Ireland’s finance minister, Brian Lenihan, told RTE radio on Tuesday that it was “galling to think” that at a time when taxpayers were investing in the bank, 36 million to 40 million euros “would be paid out of that bank to employees in respect to bonuses during a period that the bank got itself into the difficulties it is now in.”
The bank has already received 3.5 billion euros in government aid.
The ministry acted after months of public outrage over the bonuses to be paid to 2,400 senior bank managers at a time when Ireland was seeking an international bailout of 85 billion euros, largely because of weaknesses in its banking sector. In a letter Monday to the Allied Irish board, Mr. Lenihan said that further cash injections by the government — which the bank desperately needs — were dependent on the condition that no bonuses be paid.
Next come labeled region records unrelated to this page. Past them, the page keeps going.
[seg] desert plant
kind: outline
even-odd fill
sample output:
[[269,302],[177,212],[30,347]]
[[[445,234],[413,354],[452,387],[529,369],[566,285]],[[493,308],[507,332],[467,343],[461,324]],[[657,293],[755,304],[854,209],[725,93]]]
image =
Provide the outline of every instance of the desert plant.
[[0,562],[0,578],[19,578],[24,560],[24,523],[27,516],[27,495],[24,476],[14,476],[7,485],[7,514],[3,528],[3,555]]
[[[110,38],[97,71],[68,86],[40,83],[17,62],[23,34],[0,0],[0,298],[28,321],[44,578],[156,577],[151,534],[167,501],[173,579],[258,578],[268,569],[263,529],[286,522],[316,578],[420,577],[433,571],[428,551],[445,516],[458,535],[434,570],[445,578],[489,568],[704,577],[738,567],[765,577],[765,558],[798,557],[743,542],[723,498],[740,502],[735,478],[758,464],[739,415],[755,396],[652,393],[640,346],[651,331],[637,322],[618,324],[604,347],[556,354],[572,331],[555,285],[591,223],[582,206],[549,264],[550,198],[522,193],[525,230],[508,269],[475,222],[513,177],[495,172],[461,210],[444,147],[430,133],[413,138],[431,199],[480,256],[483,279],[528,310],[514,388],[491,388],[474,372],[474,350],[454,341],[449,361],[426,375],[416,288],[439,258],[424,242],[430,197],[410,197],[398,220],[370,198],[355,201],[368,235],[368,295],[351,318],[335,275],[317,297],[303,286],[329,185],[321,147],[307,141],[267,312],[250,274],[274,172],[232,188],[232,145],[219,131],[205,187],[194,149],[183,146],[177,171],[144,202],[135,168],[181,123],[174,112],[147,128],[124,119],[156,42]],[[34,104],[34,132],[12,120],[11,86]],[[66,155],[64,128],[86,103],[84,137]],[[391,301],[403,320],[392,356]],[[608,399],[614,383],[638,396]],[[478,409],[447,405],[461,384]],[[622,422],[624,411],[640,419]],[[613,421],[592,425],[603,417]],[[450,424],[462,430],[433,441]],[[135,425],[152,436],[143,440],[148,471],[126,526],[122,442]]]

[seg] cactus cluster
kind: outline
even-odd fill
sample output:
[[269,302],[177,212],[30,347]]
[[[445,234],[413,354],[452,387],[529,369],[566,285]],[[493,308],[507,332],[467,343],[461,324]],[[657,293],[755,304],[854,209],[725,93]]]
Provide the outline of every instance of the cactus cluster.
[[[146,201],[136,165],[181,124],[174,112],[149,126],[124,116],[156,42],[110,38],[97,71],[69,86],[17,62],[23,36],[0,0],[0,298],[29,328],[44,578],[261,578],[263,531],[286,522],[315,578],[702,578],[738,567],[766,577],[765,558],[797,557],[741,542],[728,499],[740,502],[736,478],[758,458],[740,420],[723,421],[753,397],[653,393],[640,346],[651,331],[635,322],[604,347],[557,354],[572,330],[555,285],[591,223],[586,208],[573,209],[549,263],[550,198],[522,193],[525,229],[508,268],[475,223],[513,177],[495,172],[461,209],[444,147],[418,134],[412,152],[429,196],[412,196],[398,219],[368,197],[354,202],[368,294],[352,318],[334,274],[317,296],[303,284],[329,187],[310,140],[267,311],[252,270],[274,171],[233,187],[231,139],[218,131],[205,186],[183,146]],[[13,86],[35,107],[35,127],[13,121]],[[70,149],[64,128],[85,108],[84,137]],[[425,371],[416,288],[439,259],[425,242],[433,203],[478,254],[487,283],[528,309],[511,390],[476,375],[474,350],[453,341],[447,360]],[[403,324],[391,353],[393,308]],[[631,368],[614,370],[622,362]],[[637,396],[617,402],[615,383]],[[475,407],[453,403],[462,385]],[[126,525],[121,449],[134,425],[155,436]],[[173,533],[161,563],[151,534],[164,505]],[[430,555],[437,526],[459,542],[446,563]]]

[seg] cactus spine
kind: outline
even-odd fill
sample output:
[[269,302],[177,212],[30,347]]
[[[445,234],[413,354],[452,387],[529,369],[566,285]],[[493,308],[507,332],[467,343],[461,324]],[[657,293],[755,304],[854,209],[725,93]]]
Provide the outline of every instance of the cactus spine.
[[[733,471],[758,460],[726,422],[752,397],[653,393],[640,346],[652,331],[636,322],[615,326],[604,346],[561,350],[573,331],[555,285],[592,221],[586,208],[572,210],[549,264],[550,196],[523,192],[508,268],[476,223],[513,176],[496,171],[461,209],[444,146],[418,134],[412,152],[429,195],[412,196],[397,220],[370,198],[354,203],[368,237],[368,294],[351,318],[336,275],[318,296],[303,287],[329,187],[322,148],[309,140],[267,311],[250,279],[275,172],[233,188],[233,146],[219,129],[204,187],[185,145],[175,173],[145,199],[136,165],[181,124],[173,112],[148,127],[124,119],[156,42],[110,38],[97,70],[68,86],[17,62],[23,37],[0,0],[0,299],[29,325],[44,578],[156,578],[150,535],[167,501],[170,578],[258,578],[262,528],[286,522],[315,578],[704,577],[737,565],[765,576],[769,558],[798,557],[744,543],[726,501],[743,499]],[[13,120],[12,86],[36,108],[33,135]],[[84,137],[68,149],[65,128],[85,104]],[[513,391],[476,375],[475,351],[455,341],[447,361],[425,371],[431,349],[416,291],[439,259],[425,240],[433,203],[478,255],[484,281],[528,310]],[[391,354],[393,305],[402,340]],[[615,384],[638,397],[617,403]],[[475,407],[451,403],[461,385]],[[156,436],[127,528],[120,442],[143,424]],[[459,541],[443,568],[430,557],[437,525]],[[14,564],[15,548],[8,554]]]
“The provision of further state funding to A.I.B. will be conditional, inter alia, on the nonpayment of any bonuses, no matter when they may have been earned,” Mr. Lenihan wrote. He told the cabinet at a meeting Tuesday that the provision on the bonuses would be added to a bank restructuring bill being discussed.
The legislation, which is to be debated by lawmakers on Wednesday and could take effect by the end of the week, would allow the government to shrink the banks and restructure the financial sector.
Some analysts were quick to ask why it took the government so long to step in. Mr. Lenihan said the government first had to consider several options, including the introduction of a special tax on the bonuses.
“Without a measure of public acceptance, no government could provide support for the banks on the scale needed,” Mr. Lenihan wrote to the Allied Irish Banks board. “The bank could not have continued to operate without this financial support and the employees claiming the bonuses would almost certainly have had their employment contracts terminated.”